Measures of Software Success

Software is eating the world.

Marc Andreessen chose his words carefully in his 2011 WSJ article. He didn’t say “information technology” or “computers” are eating the world - software is eating the world.

The convergence of cloud computing, Moore’s law and modern software practices mean that digital solutions can be deployed with little to no investment and reach out to a global Internet market of US$4 trillion.

From the FAANG giants of Silicon Valley you can add logistics titans like BestBuy, Walmart and FedEx who have used software to crush their opposition, financial services like Square and Paypal and in our region companies like Atlassian, Canva, Dominos, Air New Zealand, Xero and UBank.

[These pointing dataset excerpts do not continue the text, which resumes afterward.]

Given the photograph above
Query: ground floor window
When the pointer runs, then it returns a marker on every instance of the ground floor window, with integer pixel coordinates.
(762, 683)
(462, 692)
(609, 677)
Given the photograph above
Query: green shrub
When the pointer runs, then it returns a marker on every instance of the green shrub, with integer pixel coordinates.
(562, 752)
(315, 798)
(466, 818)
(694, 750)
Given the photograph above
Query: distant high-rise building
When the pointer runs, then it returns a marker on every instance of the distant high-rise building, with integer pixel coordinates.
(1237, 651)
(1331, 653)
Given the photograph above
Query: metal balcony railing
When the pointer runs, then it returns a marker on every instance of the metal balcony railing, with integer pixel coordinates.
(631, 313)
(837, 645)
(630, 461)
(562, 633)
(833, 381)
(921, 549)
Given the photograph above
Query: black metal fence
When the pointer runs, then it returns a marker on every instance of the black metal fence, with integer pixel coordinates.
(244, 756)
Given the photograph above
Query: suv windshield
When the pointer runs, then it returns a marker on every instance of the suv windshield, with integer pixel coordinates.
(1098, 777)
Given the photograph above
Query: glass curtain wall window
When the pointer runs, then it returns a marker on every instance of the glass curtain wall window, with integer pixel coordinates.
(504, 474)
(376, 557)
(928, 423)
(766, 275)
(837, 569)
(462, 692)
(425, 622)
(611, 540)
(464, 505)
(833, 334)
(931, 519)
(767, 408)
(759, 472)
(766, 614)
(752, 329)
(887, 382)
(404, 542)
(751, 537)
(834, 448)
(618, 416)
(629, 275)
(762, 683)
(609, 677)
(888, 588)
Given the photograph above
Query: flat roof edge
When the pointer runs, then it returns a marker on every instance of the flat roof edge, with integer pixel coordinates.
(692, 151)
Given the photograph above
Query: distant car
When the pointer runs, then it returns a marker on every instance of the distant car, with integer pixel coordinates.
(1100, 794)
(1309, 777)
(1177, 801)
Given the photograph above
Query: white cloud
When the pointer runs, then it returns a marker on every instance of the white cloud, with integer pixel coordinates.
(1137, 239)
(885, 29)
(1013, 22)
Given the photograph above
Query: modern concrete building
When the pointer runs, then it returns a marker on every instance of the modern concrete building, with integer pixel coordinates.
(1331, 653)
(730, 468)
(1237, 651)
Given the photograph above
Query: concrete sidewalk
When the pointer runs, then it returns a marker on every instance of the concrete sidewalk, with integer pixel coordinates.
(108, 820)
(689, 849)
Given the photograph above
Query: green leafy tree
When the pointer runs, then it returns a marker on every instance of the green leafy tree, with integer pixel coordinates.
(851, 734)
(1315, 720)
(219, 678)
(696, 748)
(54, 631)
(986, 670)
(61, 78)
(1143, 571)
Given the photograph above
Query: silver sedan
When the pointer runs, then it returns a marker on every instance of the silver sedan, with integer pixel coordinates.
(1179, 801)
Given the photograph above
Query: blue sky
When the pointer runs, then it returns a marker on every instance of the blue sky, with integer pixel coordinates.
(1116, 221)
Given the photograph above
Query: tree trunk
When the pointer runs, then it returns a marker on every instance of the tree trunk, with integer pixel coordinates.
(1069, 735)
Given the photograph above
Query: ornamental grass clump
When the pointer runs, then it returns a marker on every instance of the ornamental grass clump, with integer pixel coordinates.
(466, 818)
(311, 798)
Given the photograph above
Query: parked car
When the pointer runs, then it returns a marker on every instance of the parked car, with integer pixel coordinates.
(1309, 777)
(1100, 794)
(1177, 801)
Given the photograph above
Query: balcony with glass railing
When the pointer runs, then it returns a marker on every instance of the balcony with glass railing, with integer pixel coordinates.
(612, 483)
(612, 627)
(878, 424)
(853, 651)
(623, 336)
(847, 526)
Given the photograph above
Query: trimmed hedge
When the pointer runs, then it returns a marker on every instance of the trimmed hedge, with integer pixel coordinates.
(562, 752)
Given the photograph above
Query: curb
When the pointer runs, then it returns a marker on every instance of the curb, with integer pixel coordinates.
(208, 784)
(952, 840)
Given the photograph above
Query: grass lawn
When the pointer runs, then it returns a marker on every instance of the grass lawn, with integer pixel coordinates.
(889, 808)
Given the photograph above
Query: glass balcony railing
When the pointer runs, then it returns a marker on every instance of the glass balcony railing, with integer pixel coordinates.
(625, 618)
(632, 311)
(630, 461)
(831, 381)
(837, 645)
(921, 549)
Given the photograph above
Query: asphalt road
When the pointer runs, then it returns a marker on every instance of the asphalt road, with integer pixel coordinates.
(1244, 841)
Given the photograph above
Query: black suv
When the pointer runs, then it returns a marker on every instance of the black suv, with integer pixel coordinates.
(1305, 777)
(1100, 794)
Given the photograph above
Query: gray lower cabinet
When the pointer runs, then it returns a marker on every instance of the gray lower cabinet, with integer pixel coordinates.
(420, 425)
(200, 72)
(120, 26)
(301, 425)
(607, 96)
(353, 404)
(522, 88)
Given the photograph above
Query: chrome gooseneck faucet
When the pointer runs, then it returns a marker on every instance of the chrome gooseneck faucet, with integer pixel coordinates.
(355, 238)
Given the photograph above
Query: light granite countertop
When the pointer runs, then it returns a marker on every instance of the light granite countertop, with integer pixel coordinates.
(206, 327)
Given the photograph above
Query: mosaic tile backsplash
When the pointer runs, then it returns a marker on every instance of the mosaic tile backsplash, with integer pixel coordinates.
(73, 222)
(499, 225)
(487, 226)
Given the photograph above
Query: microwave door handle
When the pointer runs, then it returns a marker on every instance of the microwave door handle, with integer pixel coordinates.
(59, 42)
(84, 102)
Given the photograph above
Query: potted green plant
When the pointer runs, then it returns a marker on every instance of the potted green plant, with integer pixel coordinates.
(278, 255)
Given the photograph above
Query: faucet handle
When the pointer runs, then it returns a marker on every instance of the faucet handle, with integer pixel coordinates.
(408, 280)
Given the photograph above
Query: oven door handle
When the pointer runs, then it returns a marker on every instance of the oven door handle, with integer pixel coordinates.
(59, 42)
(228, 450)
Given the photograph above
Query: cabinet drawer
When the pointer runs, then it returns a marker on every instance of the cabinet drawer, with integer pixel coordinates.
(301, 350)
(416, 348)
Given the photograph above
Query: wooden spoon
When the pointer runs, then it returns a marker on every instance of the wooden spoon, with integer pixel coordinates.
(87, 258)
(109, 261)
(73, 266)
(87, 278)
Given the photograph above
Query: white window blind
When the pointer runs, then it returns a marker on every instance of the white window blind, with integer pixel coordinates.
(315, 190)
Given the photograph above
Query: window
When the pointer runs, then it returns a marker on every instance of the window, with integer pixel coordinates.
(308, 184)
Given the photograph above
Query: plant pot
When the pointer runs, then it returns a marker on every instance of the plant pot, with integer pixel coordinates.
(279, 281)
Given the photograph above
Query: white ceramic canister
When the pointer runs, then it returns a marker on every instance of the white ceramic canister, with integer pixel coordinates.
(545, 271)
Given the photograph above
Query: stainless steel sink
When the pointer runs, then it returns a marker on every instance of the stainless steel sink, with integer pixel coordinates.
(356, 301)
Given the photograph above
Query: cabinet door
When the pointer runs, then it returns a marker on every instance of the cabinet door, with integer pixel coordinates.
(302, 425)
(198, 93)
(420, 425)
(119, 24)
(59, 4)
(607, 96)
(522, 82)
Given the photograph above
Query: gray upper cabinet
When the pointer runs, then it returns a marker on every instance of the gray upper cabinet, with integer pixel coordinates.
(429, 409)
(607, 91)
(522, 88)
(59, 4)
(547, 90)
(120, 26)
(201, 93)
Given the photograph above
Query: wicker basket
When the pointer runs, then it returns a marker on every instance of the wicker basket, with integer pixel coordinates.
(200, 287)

And in the world of ‘cloud computing’ - hardware is software. All cloud resources are now ‘code configurable’, that is they can be spun up from a code template on demand. No longer do engineers have to rack hardware for a project, instead a developer can deploy a server or service from a code pipeline and it will be spun up on commodity scale compute resources anywhere in the world.

This has the added advantage that the hardware configurations are ‘immutable’ - they are defined in the template and do not change, until the template is changed and they are redeployed; which prevents ‘configuration drift’ or unintended changes.

So the brave new world is software-defined and software development is the key to your golden future. But if you are not intimately familiar with software development, how do you gauge its efficiency and effectiveness?

It turns out that there is a well trodden and statistically proven set of metrics.

metrics

Four measures of software development - lead time, deployment frequency, change failure rate, time to restore

These metrics are drawn from the 2019 State of DevOps report released by the DevOps Research Association (DORA, now part of Google). Based on responses from 31,000 professionals worldwide, the study used cluster analysis and structural equation models to group respondent organisations into low, medium, high and elite performers. It also draws strong statistical links between software development performance and organisational performance (including profitability, productivity, and customer satisfaction).

Lead Time

lead-time

Software development is a creative process.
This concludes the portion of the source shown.